"Orang boleh pandai setinggi langit tapi selama ia tidak menulis, ia akan hilang di dalam masyarakat dan sejarah. menulis adalah bekerja untuk keabadian" (Pramoedya Ananta Toer)

Selasa, 03 Januari 2012

TEMPAT ITU


Pepohonan di sekitar Dusun Paramaan masih terlihat rimbun dan asri. Pohon-pohon itu tak pernah enggan oleh pasang surutnya waktu mereka senantiasa gagah menantang segala kemungkinan yang sewaktu-waktu akan terjadi . Sejanak pikiran merenung tentang pohon-pohon itu, rupanya dia tidak hanya memberikan ruang yang sejuk nan hijau bagi manusia di bumi,  melainkan memperimbangi kehidupan bumi dan penghuninya.


Angin yang berdesir memberikan nuansa yang semakin religi, dengan beralas rumput aku bentangkan tubuh. Mataku seperti larut dalam tarian pohon. Betapa alam ini indah, pepohonan itu bak frame yang sengaja disematkan oleh Tuhan. Daun-daun yang saling bersilang seakan menampakkan kemesraan. Sesekali terdengan kicau burung, suaranya sangat merdu, gesekan daun-kedaun bak paduan musik. Ada kehidupan tersendiri bagi mahluk-mahluk ciptaan Tuhan, ini yang masih belum sempat aku bacai.

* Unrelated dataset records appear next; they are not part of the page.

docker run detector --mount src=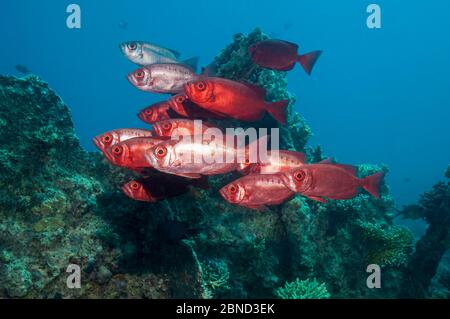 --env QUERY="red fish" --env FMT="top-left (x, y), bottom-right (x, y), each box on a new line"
top-left (153, 119), bottom-right (214, 137)
top-left (219, 174), bottom-right (295, 210)
top-left (249, 40), bottom-right (322, 74)
top-left (167, 93), bottom-right (223, 119)
top-left (93, 128), bottom-right (153, 153)
top-left (283, 164), bottom-right (384, 203)
top-left (239, 150), bottom-right (306, 174)
top-left (138, 101), bottom-right (176, 124)
top-left (122, 174), bottom-right (209, 203)
top-left (184, 77), bottom-right (289, 124)
top-left (105, 137), bottom-right (167, 171)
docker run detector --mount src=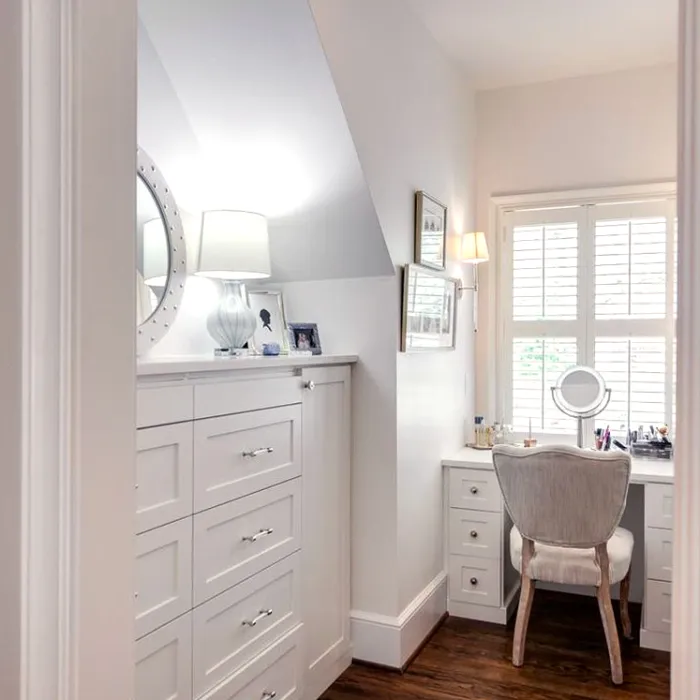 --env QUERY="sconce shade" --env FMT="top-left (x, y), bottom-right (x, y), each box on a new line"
top-left (196, 210), bottom-right (270, 280)
top-left (461, 231), bottom-right (489, 265)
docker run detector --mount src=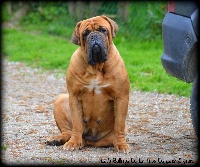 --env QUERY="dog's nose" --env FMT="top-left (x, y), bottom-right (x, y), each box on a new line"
top-left (93, 44), bottom-right (101, 53)
top-left (90, 33), bottom-right (98, 41)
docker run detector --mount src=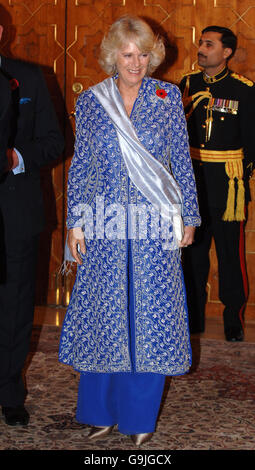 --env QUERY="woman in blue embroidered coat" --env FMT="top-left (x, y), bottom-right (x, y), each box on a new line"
top-left (59, 17), bottom-right (200, 445)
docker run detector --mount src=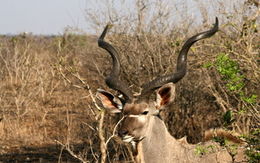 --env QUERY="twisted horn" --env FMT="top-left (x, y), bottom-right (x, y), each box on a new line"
top-left (98, 24), bottom-right (133, 101)
top-left (140, 17), bottom-right (218, 98)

Di Dusun perkampungan Paramaan terdapat banyak jenis pohon seperti Kelapa, Siwalan, Jati, Kurnis dan beberapa pohon lainnya. Pohon-pohon itu tumbuh dengan kehidupannya masing-masing, tak ada caus, tak ada ribut atau saling sengeta sebagaimana kerap terjadi pada manusia. Masing-masing memberikan manfaat, pada alam dan penghuninya.

Berbagai jenis pohon tumbuh berkembang di sekitar Dusun Paramaan merupakan pohon yang tahan terhadap segala kondisi, panas, hujan juga angin. Namun pohon-pohon itu tak mampu bertahan atas perubahan sikap manusia yang kapan saja bisa menebanginya.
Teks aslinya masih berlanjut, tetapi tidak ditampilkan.